Since raising its first real estate fund in 1999, The JBG Companies has traditionally closed its fundraising activities within the course of one year. Sometimes raising a fund took just six months. JBG’s seventh property vehicle, JBG Fund VII, took slightly longer this time round, with fundraising wrapping up in around 20 months.

The Chevy Chase, Maryland-based firm first launched Fund VII in the summer of 2008, just months before the bankruptcy of Lehman Brothers and the general disintegration of global credit markets. As the firm’s managing director for investment management, Matt Kelly, remembers: “In this market we obviously had a different experience from past fundraising cycles.”

The longer fundraise was an experience repeated for all private equity real estate firms out fundraising in the past two years. Yet, despite the cataclysmic events of September 2008, JBG – which targets equity and debt investments in the Washington DC, Maryland and Virginia areas – was able to hold a first close on approximately $200 million in November 2008 with commitments from existing high-net-worth investors and one larger institutional player.

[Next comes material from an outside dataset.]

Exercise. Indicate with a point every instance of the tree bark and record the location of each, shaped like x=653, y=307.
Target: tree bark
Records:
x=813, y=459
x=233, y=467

“The credit crisis had a profound impact on people’s timing,” Kelly explains. For JBG, which did not use a placement agent, that meant many investors asked the firm to “keep talking. Many of them said they were interested in our story and that we could count on them for something in the last closing, but that they didn’t know how much they could commit.”

Charitable foundations are not adverse to taking advantage of dislocations in economic cycles

Matt Kelly

One factor that helped JBG secure hard commitments following the first close, was the firm’s ability to close nine investments in 2009 – some of which were earmarked for Fund VII. Deploying $77.5 million of the fund’s equity, Kelly says investors were given “something specific they could underwrite. It made a discretionary fund that much less discretionary from the investor’s perspective, in a manner of speaking.”

Like its predecessor vehicle, high-net-worths represented around a third of Fund VII’s investor make-up, with institutional investors making up the remaining two-thirds. The majority of Fund VII investors are US individuals and institutions.

For Kelly, one difference this time round was the emergence of charitable foundations. Comparing the investment group to US endowments and foundations, the managing director says, they are a good fit for opportunity funds like JBG, not least because they like to take the “contrarian view. Charitable foundations are not averse to taking advantage of dislocations in economic cycles and they have been setting themselves up so they have the capacity to do just that. Many of them view this as the perfect time to get into the US real estate market.”